Tuesday, February 5, 2013

Demand Driven Supply Chain: No more the Holy Grail of Operations Management.


The article “Cleaning the Crystal Ball” discusses about the necessity to establish a clear forecasting mechanism to be able to plan the operations in a particular direction. The reason for forecast year after year even though they happen to be incorrect is that they lend direction in an otherwise intuition driven decision making. Now that at least we have a solid inference drawn from data analysis to base and evaluate our intuition driven decisions.

Though there is no denying in that the forecast mechanisms have to develop before they can be claimed dependable, the maturity levels attained now would be of better use if we could integrate forecasting and data analysis to the inputs of a company’s quarter on quarter strategy planning. Most companies fail to derive the complete benefits of forecasting. Objective forecasting to arrive at one or range of numbers is parallel to choosing to walk with one eye when all one has to do is open the other eye for better visibility.

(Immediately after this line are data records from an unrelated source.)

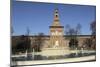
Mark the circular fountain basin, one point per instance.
(54, 51)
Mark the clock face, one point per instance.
(56, 33)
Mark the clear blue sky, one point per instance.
(39, 16)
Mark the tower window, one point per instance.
(56, 12)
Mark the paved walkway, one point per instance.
(68, 60)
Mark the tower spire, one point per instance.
(56, 18)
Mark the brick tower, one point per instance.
(56, 32)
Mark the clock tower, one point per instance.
(56, 32)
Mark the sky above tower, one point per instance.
(39, 16)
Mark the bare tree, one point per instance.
(93, 34)
(67, 27)
(93, 27)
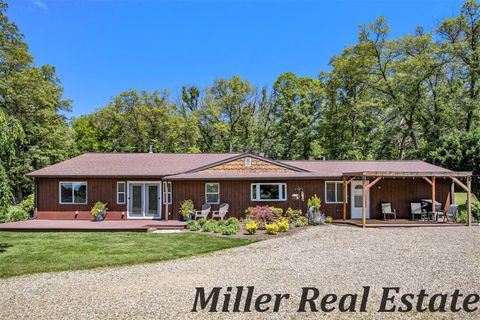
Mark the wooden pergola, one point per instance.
(429, 177)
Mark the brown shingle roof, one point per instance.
(129, 164)
(177, 165)
(338, 167)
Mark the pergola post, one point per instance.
(468, 189)
(433, 195)
(344, 198)
(469, 200)
(364, 202)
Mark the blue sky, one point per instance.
(101, 48)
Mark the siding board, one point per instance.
(399, 192)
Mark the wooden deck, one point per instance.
(399, 223)
(86, 225)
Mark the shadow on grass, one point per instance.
(4, 246)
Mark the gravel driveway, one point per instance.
(335, 259)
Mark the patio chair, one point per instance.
(221, 212)
(387, 210)
(451, 213)
(416, 209)
(204, 212)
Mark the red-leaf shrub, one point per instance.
(264, 213)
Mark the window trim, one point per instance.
(336, 182)
(73, 194)
(283, 196)
(217, 193)
(124, 192)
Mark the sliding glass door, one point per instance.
(144, 200)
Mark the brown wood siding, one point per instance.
(237, 195)
(99, 189)
(399, 192)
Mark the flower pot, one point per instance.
(186, 218)
(100, 217)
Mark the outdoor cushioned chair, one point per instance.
(204, 212)
(387, 210)
(416, 209)
(222, 211)
(451, 213)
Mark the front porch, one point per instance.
(363, 182)
(86, 225)
(399, 223)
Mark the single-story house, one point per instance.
(152, 185)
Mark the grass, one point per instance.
(33, 252)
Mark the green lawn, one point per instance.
(32, 252)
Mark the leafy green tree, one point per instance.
(32, 97)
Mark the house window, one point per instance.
(120, 192)
(212, 193)
(167, 193)
(269, 191)
(73, 192)
(334, 192)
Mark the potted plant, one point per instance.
(186, 209)
(99, 211)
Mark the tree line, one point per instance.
(410, 97)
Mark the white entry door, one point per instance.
(144, 200)
(357, 200)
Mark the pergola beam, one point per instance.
(428, 180)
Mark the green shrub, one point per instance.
(271, 228)
(219, 228)
(232, 221)
(209, 226)
(99, 208)
(186, 208)
(16, 213)
(28, 204)
(251, 226)
(194, 227)
(277, 211)
(300, 222)
(292, 214)
(314, 202)
(229, 230)
(202, 221)
(283, 225)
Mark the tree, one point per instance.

No one model can actually yield best results for all the organizations. The forecasting models have to be developed from within the organization by incorporating the error quotient and monitoring the forecast against the actual results. Incorporating more factors that were not considered earlier would strengthen the forecast mechanism though at the cost of complexity. Demand forecasting in most cases leaves the team with a range of numbers. They sometimes make people see patterns that could have otherwise escaped the minds engrossed in other directions. There are reasons for this distribution of numbers, rather than focusing on the demerits and complaining about the flaws in forecast and one could benefit by accepting that the forecasting mechanism is yet to reach a level of maturity and focusing on
  •    What factors influence the range positively/negatively?
  •     What factors are most sensitive to output?
  •     What drivers can we control/monitor to adapt to the situation?
  •     What are the key indicators for us to focus on to reaffirm our strategic position every week (or     month)?
  •     How would my cash flow look like at each of these ranges?
  •     Establishing a contingency plan for threats that are assigned priority after both qualitative and quantitative analysis.


Besides all this, a company can somehow get to form a team with people from various domains like the Sales, Supply Chain Management, Marketing and Strategy planning and establish an agile process in place to help the suppliers and manufacturers cut down the response time taken. This could effectively save a lot of inventory cost and waste especially in the Consumable Goods Industry. While it could even take decades for the forecast models to reach the expected levels of accuracy, the companies that take leverage of the existing advantages of forecasting would have a strategically competitive position and less things to catch-up later when the model matures. It is interesting to realize how the article “Four Steps to Forecast Total Market Demand” starts emphasizing the importance of the byproducts of forecasting and sort of resonates with our discussion thus far.
It would be interesting to ask ourselves “Shouldn’t companies focus on deriving best out of existing provisions to continuously adapt as the forecast model develops?”